Is this quadcopter specification realistic in terms of endurance?

Question

According to the specifications, this quad-copter offers a 90-minute flight time on a 14S-14000mah Li-ion battery.

The propellers being used have a 22-inch diameter and have 8-inch blades and the Maximum Take-off Mass is 8.

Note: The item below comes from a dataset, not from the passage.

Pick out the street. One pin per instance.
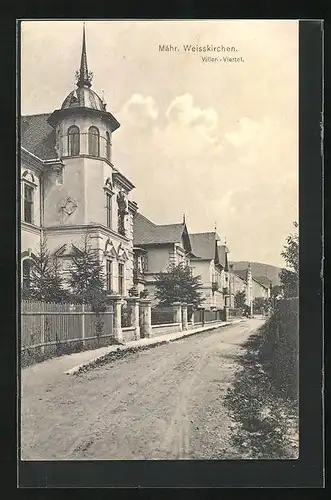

Is it possible for such a quadrotor to have a such a high endurance? If so, could you please explain how?

Answer 1

As usual, the simple momentum theory is our friend in these cases:

$P=\sqrt{\frac{T^3}{2 \rho A}}$

Considering that in hover each rotor lifts ¼ of the total weight $W$ and that we have 4 rotors, the needed power becomes:

$P=4\sqrt{\frac{(¼W)^3}{2 \rho A}}$

where:

• $W=8\cdot9.81=78.5~\mathrm N$
• $\rho=1.125~\mathrm{kg}/\mathrm m^3$
• $A=\pi(22\cdot0.0254)^2=0.98~\mathrm m^2$

Substituting the values we get a total power of:

$P=234~\mathrm W$

According to the source, the electrical engines work at a voltage $V=50.4~\mathrm V$. The power of an electrical machine is $P= V\cdot I$, which translates into a current of:

$I=P/V=234/50.4=4.6~\mathrm A$

The battery has a capacity $C=14~\mathrm{Ah}$ and delivering that current it drains after a time of:

$C/I=14/4.6=3~\mathrm h$

This is obviously a maximum theoretical value that does not take into account many factors like:

• electrical engines are not 100% efficient;
• some electrical power is used by the onboard electronics;
• batteries are normally not made deplete completely;
• for manoeuvring, more thrust and therefore more power is needed than for hovering; but less power is needed in forward flight;
• simple momentum theory underestimates the needed power of some 15% in hover; and at the typical Reynolds number of drones the efficiency is worse; I'd say that the underprediction might be some 25%.

Factoring in all these points, the given endurance might be plausible.